2) LEGITTIMARE LA SORVEGLIANZA BIOMETRICA

Nell’ambito virus il sistema non getta mai la spugna, perché nonostante tutto sta provando a normalizzare l’uso delle mascherine all’interno delle strutture sanitarie, ulteriormente prorogato con la nuova ordinanza che estende quella precedente fino a giugno 2024 e fornisce ai direttori sanitari il folle arbitrio di poter imporre dei presidi sanitari. Tutte le psyop di quest’anno come nuove varianti, morbillo, polmoniti e quant’altro sono fallite in un nulla di fatto. Il terrorismo pandemico non attira più, la sorveglianza biometrica dovranno diffonderla utilizzando altri mezzi.
Le due psyop che stanno iniziando a coltivare sono quella della violenza sulle donne che serve per far credere che viviamo in un mondo pericoloso nonostante l’Italia abbia uno dei tassi di omicidi più bassi dell’Unione Europea, e quella dell’immigrazione che viene legata poi alle questioni geopolitiche e al terrorismo, pericolo creato ed alimentato dalle stesse elites. Entrambe hanno in comune l’idea di un mondo pericoloso che può essere tenuto sotto controllo solo tramite la sorveglianza. Così come coi veleni sperimentali, presentati per salvarsi dalla pandemia inesistente, allo stesso modo terrorismo e violenza sulle donne vengono utilizzati per giustificare la sorveglianza che stanno imponendo. Altro tentativo è la diffusione della prevenzione e monitoraggio a scopo medico, capitalizzando sui malori improvvisi che loro stessi hanno creato coi veleni, salvo poi attribuirli al cambiamento climatico.

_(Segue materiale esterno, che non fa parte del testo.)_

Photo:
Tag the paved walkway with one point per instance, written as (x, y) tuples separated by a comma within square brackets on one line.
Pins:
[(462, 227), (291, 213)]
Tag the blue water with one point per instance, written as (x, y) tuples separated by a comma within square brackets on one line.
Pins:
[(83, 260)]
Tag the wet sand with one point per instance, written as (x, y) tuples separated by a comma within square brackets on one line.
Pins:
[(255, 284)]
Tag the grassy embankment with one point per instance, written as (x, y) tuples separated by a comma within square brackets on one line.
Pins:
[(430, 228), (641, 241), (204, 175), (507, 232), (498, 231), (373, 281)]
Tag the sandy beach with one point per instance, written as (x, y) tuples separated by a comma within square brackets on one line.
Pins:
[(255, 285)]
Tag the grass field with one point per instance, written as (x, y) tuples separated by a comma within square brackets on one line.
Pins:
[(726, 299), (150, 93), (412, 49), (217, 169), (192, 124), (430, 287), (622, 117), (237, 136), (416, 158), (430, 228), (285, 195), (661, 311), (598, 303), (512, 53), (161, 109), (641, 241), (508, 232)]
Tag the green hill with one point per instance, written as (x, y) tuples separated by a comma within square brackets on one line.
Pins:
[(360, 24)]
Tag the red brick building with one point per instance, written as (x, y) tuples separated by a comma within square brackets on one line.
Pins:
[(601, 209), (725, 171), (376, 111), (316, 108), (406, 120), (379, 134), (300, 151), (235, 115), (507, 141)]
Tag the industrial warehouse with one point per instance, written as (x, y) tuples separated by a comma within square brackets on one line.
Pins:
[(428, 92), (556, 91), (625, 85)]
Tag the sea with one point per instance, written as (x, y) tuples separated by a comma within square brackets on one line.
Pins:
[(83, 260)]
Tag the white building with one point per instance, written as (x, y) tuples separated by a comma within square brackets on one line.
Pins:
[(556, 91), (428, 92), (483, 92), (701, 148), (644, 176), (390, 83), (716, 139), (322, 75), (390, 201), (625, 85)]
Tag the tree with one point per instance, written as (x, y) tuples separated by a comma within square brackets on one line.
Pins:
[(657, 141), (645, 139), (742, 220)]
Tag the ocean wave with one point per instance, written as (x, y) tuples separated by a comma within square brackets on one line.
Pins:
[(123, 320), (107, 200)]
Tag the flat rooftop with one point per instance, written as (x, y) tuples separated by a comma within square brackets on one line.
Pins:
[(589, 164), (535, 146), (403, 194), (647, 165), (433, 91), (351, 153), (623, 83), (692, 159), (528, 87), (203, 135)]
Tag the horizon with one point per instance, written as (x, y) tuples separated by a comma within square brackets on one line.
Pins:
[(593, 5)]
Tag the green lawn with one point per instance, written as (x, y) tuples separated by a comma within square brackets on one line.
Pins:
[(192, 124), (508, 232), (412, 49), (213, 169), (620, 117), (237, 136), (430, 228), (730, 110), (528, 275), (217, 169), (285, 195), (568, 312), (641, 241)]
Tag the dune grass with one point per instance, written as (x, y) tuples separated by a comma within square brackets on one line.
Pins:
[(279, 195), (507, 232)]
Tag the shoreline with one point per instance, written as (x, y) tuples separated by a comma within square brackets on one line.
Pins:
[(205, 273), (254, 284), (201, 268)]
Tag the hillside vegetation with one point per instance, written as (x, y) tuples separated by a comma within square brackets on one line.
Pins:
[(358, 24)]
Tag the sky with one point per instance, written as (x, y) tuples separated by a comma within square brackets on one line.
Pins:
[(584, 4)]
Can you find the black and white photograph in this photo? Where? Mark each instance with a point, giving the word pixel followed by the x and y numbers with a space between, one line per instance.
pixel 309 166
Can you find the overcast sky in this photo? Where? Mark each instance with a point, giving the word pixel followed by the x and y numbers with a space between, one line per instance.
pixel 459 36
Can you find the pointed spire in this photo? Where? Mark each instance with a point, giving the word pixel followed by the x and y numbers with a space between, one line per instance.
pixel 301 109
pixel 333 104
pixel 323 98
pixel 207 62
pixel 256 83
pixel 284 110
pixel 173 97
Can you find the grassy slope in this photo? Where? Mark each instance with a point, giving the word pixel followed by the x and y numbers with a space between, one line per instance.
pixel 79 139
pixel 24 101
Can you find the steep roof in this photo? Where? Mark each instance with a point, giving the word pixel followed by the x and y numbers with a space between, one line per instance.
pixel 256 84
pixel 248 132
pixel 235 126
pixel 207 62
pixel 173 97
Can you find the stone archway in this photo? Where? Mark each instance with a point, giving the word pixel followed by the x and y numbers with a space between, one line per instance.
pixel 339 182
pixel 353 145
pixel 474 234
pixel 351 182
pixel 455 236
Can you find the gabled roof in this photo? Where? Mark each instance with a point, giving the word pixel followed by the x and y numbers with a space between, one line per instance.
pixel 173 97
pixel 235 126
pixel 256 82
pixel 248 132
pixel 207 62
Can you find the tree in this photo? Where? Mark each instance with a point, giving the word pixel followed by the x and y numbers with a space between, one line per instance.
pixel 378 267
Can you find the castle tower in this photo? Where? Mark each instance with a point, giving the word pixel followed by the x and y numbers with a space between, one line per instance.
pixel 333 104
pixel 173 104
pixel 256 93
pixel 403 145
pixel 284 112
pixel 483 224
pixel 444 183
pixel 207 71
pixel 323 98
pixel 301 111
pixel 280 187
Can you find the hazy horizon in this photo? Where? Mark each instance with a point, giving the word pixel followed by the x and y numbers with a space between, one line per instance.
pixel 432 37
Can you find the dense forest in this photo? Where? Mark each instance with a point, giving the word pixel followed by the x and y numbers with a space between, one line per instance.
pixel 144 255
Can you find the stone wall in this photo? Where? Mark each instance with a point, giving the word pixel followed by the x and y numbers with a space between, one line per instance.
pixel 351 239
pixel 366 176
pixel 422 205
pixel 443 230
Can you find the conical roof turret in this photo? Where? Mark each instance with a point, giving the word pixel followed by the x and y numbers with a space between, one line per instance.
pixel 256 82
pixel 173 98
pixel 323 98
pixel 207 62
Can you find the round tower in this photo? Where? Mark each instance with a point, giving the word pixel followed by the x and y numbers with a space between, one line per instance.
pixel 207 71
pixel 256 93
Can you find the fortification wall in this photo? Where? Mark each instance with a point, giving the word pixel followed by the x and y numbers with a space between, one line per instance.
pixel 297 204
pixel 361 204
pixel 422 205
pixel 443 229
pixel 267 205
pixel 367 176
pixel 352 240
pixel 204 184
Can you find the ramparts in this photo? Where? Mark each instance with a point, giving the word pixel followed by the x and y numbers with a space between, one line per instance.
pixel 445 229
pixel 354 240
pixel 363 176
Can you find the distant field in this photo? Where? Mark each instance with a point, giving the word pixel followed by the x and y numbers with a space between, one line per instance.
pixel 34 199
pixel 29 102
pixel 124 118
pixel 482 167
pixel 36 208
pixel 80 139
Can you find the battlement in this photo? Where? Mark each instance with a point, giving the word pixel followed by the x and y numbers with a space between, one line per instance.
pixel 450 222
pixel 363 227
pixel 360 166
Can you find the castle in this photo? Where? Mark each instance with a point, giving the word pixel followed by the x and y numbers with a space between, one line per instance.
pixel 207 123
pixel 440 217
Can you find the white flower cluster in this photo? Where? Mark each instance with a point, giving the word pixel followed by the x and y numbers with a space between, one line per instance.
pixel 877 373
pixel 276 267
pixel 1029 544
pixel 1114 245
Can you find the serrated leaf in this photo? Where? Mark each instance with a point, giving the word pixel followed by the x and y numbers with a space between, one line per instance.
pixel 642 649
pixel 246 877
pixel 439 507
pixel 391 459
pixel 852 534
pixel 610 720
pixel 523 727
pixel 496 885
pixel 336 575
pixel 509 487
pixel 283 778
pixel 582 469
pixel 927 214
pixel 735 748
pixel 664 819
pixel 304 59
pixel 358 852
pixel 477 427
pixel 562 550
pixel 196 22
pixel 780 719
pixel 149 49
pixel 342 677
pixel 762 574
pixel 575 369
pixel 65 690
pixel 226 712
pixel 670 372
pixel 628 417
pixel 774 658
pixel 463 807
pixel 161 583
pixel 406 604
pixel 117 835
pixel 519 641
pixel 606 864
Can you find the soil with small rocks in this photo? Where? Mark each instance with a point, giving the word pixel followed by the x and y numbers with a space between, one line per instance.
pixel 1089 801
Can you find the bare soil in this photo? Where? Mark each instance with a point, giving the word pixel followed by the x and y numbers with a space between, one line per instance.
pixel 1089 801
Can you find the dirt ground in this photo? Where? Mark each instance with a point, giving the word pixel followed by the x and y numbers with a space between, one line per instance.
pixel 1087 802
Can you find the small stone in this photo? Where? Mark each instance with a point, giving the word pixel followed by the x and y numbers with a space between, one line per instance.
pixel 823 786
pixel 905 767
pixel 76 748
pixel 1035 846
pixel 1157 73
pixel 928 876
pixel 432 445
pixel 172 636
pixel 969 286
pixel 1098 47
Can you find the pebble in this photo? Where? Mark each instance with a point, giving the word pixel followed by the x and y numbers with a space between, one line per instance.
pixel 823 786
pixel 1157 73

3) LA CICLICITÀ DELLE PSYOP

Gli argomenti sono sempre quelli: nelle stagioni autunno-inverno tornano a parlare di virus e pandemie, l’intermezzo primaverile serve per offrire qualche dissidio geopolitico sul quale far scontrare la popolazione, e in estate parlano di clima, di incendi, e di caldo. In mezzo inseriscono come capita attentati terroristici e delitti nei confronti delle donne per fare in modo che non vi sia mai un periodo dove il popolo non sia bombardato da messaggi ideologici.

CONCLUSIONI

Ormai conosciamo il nostro nemico, le sue armi e le sue capacità. Utilizza sempre temi ricorrenti perché sono quelli con cui la popolazione è più familiare: guerre, virus, cronaca nera, catastrofi naturali. Il loro continuare a martellarci non significa che noi dobbiamo arrenderci e lasciarli fare. Più continueranno a diffondere menzogne, più queste verranno sbugiardate, più il dissenso aumenterà.